The drugs Oral finasteride (Propecia) and topical minoxidil (Rogaine) each have proven to slow or cease hair loss and offer some variable amounts of hair regrowth. Side effects, however, cause some patients to avoid their use or eventually cease using them.
More recently another type of stimulating agent, platelet-rich plasma (PRP), has been applied to treat hair loss. Since this is a natural concentrate from the patient’s blood, it does not require FDA approval to use for any medical purpose. Thus no FDA-sanctioned clinical trial has ever been done on PRP for hair loss and its benefits have largely been anectodal.
In the Online First January 2016 issue of the European Journal of Plastic Surgery, the article entitled ‘Management of Androgenetic Alopecia: A Comparative Clinical Study between Plasma Rich Growth Factors and Topical Minoxidil’ was published. The purpose of this clinical study was to compare the effectiveness of plasma rich plasma (PRP) versus topical minoxidil treatments in genetically-driven hair loss patients. Almost 400 patients (379 to be exact) were treated with either platelet rich plasma or minoxidil. Diagnostic trichograms were done prior to and 4 months after treatment to analyze the anagen/telogen hair change improvement.

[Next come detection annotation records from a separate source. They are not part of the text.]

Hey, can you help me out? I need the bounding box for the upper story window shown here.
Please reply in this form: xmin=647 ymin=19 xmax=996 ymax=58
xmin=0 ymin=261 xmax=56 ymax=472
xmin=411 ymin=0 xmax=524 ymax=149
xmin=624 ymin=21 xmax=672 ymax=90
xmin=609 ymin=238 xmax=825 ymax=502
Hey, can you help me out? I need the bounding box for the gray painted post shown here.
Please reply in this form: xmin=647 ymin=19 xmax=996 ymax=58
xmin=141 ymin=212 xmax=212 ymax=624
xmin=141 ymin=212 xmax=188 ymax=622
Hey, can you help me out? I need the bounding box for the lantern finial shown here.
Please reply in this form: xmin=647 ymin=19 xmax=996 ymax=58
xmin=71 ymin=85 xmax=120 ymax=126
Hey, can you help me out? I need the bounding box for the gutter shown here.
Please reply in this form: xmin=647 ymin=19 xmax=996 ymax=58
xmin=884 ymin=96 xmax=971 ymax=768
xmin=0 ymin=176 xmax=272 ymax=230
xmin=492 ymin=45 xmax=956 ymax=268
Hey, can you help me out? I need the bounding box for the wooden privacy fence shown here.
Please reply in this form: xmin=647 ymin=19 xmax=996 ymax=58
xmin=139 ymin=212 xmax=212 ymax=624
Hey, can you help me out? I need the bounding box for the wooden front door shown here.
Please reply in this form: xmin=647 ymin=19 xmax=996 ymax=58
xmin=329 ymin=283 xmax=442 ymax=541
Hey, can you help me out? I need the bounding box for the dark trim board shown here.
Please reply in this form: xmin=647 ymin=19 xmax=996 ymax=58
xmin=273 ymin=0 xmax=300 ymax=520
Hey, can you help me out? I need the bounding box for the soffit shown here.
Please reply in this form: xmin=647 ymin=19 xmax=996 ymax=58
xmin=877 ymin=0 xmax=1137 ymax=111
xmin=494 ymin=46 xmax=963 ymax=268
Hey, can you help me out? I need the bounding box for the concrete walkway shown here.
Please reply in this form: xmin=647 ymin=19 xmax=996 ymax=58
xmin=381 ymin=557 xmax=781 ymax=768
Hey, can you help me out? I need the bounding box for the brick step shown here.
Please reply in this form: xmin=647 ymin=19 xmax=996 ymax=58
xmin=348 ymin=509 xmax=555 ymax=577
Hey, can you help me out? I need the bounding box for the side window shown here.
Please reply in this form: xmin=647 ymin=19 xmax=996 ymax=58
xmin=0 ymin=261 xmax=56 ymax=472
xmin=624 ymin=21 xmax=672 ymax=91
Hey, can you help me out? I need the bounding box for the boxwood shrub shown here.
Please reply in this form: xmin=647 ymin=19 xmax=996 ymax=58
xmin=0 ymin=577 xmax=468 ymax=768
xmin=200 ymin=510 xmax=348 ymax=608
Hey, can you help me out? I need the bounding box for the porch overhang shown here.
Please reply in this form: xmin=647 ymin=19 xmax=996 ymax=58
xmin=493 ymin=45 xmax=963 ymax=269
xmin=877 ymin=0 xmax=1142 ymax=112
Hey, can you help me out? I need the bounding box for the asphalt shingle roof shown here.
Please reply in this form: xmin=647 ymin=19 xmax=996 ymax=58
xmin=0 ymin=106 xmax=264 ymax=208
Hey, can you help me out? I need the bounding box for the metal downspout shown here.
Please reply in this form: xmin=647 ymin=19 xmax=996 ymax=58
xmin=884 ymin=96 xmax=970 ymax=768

Their results shows that platelet rich plasma treated patients had higher anagen hair increase improvement compared to minoxidil treated patients. (6.9 vs 4.6, p?<?0.05). Telogen hair decrease improvement was also higher in the platelet rich plasma treated group. (5.7?vs 2.6?, p?<?0.05). Photographs showed an overall improvement in both volume and quality of hair for both types of treatments. No adverse effects for either treatment were seen. The authors conclude that platelet rich plasma is a safe and effective treatment for androgeneic alopecia and offers improved results over that of topical minoxidil.
This is the first study that has demonstrated in a large series of patients the benefits of platelet rich plasma injections in the treatment of hair loss. Even at its worst, one can conclude that platelet rich plasma is at least as effective as minoxidil. The benefits of PRP hair loss treatment is that it is a single treatment session and has no side effects. Its negatives are that it is much more expensive than minoxidil and would likely have to be repeated every 4 to 6 months to maintain its effects. There is no information currently that would indicate as to how many times PRP injections would be need to be repeated to majntain or improve hair growth.